Yesterday morning when I walked the dog around the house the moon was a waning gibbous in the sky. I saw Orion tipped over above me, candling the dark. The cicadas were in full strum and I listened to their morning song as we bended around back. The day began soft, sweet, and I felt summer thin on the edge. Autumn lurked—scent of wood fire on my skin.
This morning the sky is white with unshed rain and Bonnie and I hurry with her business. The air is wet against my skin, heavy. Without the stars to capture my eye, I lose my center. My mind flits through one thousand things I am doing or need to do or want to do. I feel like a mist-person—half here and half somewhere else.
Some days I long to be under a different sky. This place I toil in feels tired and I can’t help but agree with Solomon, “Nothing is new under the sun.” The days blur together and moments lose meaning. Time dissolves like sugar in water, but leaves behind no sweetness.

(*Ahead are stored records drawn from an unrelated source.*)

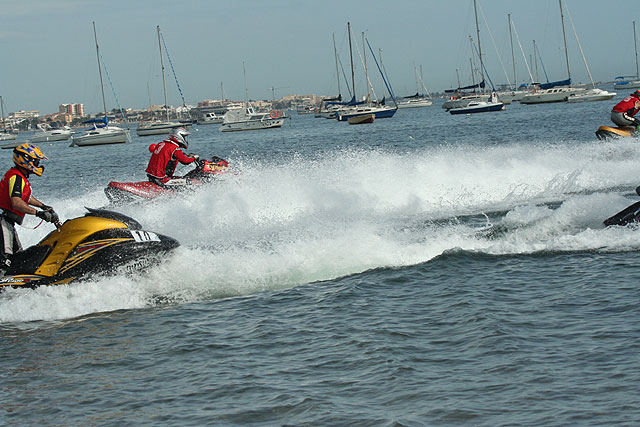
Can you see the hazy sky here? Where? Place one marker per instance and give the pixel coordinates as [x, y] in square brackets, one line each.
[48, 52]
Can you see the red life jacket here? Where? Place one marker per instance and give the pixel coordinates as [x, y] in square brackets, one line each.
[12, 178]
[627, 105]
[164, 159]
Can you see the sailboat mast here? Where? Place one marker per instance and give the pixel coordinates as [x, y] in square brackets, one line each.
[475, 9]
[335, 54]
[366, 70]
[164, 81]
[246, 91]
[353, 76]
[513, 57]
[95, 37]
[635, 44]
[564, 36]
[535, 59]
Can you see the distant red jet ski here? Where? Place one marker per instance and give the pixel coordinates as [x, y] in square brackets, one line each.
[127, 192]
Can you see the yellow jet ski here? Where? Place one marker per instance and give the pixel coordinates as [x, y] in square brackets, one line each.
[99, 243]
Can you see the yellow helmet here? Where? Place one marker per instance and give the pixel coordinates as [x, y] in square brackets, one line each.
[28, 156]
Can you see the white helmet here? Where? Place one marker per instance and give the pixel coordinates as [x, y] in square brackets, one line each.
[179, 135]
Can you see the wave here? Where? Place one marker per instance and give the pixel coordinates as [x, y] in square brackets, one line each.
[279, 223]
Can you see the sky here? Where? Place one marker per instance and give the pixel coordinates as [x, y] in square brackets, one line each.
[49, 57]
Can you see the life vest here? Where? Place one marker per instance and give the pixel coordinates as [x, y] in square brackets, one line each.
[7, 186]
[162, 163]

I’ve been reading Run with the Horses by Eugene Peterson. It’s a book about the prophet Jeremiah, the one we know as the weeping prophet. Peterson talks of Jeremiah’s creativity, seeming to describe him as a performance artist. This prophet went to alarming extremes to communicate the message of the Lord to his people. Yesterday, I read this:
The great masters of the imagination do not make things up out of thin air, they direct our attention to what is right before our eyes. They then train us to see it whole—not in fragments but in context, with all the connections. They connect the visible and the invisible, the this with the that. They assist us in seeing what is around us all the time but which we regularly overlook. With their help we see it not as commonplace but as awesome, not as banal but as wondrous. For this reason the imagination is one of the essential ministries in nurturing the life of faith. For faith is not a leap out of the everyday but a plunge into its depths.”

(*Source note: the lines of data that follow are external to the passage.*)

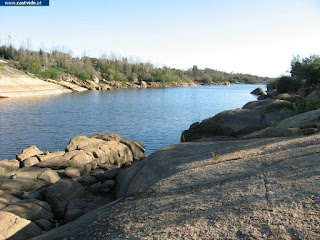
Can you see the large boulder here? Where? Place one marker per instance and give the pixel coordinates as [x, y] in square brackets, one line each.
[271, 132]
[29, 162]
[48, 156]
[29, 152]
[303, 120]
[7, 166]
[31, 209]
[241, 189]
[76, 143]
[258, 91]
[28, 179]
[55, 162]
[314, 95]
[228, 123]
[61, 193]
[7, 199]
[116, 153]
[272, 118]
[15, 228]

For faith is not a leap out of the everyday but a plunge into its depths.
When life gets busy, this is what I tend to do: compartmentalize. I put my everyday life in one box and my spiritual life in another. Don’t we all do this? Our minds need to simplify for efficiency. Compartmentalizing is one way of doing this. But this can lead to a smaller life and narrow vision. Psychologist Ellen Langer, Ph.D. tells us this is one reason why adults lose their ability to stay present in the here-and-now—therefore losing that sense of wonder that so captivates children. We compartmentalize. We label. We oversimplify.
This is good, this is bad. This is sacred, this is secular. This is black, this is white. This is necessary, this is beautiful.
“But there have been times in history,” Peterson tells us, “when these things were done better, when the necessary and the beautiful were integrated, when, in fact, it was impossible to think of separating them.”
What if everything that is beautiful is useful? What if it inspires and unveils and pulls us deeper into relationship with God and each other? And what if everything that is useful was beautiful too? What if crafters of the utilitarian began to see their work as art? As a way to leave a mark on this world? What if?
I am working on my imagination, dipping into some of those great masters Peterson describes. I read poetry out loud every day—rub the lines between the fingers of my mind like prayer beads. I’m listening to music more, letting stories carry me away. I have found these do not take me under a new sky, but they open my eyes to the beauty of the one I am living under. Imagination opens up the sky and reveals the holy beyond.